While the vegan moniker suggests that a product does not contain any ingredients of animal origin, it does not account for traces of these products from making their way into vegan foods. Nothing in the law says these products have to be completely clear of animal-derived ingredients.
“As well as causing confusion for consumers and businesses, the lack of legal definition could be exploited by unethical food businesses claiming foods are as vegan, when in fact they contain animal-derived products,” said CTSI chief executive John Herriman.
Disastrous and tragic consequences
“Perhaps of greater concern is that this ambiguity can have disastrous and sometimes tragic consequences for those with allergies to animal-derived products, like milk and eggs.

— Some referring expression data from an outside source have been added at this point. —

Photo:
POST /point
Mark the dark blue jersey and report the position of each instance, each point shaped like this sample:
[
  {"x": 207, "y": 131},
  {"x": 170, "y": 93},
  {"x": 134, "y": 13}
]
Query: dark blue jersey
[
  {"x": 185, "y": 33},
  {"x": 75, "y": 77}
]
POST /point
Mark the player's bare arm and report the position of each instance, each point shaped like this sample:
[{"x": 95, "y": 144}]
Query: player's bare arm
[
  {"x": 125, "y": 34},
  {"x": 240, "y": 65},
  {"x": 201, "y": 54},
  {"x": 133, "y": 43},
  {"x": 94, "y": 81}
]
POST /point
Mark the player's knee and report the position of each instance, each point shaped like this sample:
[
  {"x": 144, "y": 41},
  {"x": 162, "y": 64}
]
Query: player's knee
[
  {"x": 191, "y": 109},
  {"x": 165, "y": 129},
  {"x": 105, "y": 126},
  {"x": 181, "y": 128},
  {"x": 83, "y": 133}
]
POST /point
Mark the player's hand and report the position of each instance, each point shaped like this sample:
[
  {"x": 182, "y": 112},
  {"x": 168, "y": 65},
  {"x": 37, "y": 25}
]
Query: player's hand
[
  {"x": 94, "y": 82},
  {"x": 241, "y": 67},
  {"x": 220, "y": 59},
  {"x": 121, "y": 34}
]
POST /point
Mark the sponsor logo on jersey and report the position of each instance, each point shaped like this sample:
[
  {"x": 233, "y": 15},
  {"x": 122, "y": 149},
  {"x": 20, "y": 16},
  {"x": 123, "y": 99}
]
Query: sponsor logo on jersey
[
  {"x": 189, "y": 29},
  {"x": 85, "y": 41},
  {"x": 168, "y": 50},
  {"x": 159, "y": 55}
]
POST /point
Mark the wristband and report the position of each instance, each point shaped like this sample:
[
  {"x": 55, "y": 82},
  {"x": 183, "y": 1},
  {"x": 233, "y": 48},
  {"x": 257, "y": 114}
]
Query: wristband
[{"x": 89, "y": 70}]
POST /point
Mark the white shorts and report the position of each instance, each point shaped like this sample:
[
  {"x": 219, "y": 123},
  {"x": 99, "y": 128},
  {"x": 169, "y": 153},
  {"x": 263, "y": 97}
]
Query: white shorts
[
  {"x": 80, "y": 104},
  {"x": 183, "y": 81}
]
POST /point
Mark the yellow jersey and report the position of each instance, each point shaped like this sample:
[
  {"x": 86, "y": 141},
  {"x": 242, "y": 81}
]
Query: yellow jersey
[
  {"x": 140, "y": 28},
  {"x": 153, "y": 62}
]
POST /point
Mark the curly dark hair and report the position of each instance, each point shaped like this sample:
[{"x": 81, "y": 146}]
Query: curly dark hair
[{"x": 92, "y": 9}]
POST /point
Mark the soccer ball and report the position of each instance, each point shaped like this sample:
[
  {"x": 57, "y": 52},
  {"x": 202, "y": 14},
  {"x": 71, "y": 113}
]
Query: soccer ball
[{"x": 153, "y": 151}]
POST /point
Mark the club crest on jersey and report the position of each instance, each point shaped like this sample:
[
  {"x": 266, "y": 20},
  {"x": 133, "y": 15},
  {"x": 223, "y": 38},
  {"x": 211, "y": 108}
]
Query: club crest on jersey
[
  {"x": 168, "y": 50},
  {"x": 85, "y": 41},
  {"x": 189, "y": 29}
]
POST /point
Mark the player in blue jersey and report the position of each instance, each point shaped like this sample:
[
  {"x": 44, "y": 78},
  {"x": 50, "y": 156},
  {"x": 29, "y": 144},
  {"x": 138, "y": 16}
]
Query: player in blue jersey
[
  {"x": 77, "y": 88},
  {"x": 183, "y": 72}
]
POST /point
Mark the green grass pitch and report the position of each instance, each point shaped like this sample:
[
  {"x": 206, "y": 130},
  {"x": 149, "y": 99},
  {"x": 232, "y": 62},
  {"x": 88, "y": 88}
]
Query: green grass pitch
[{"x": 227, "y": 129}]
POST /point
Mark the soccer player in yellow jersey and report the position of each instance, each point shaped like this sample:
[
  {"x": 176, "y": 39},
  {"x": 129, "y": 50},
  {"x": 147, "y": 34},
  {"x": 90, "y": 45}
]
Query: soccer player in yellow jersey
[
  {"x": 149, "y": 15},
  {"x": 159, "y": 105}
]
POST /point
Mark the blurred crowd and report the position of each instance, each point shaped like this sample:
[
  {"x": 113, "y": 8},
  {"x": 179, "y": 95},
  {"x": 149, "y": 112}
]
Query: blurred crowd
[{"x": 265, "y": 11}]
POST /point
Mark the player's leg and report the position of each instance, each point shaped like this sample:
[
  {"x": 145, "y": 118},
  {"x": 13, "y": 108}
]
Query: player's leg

We are aware that people have sadly lost their lives because of this and are therefore calling for more clarity on what can and can’t legally be described as vegan and plant-based food.”
Sampling data supplied by Hampshire and Kent Scientific Services showed several products labelled as ‘vegan’ or ‘plant-based' contained milk or eggs, suggesting many people following a vegan diet are likely to have unknowingly eaten products derived from an animal.
Milk and eggs are also two ingredients included in the list of 14 major allergens that need to be mentioned on the label when they are used as ingredients in a food.
Public polling by the CTSI found that more than three-quarters of consumers (76.4%) ‘incorrectly’ believed food products labelled as vegan did not contain any animal products, even in very small amounts.
Allergen ambiguity of vegan foods
“Perhaps of greater concern is that this ambiguity can have disastrous and sometimes tragic consequences for those with allergies to animal-derived products, like milk and eggs,” Herriman added.
“We are aware that people have sadly lost their lives because of this and are therefore calling for more clarity on what can and can’t legally be described as vegan and plant-based food.”
The CTSI hoped the application of a new legal definition for vegan foods would make any manufacturer or restaurant flouting the rules could be held accountable and provide clarity for those with allergies over whether or not food labelled as vegan is safe to eat.
CTSI Lead Officer for Food and Nutrition, David Pickering, said: “As more consumers choose to eat food with no animal-derived ingredients it is important to establish what, as a society, we want that to mean.
“This research has evidenced that consumers think that food described as suitable for a vegan diet means it will be free of animal-derived ingredients. CTSI asks that this is reflected in the legal framework for selling food so that consumers can make informed choices and food businesses have clarity about what the phrase means.”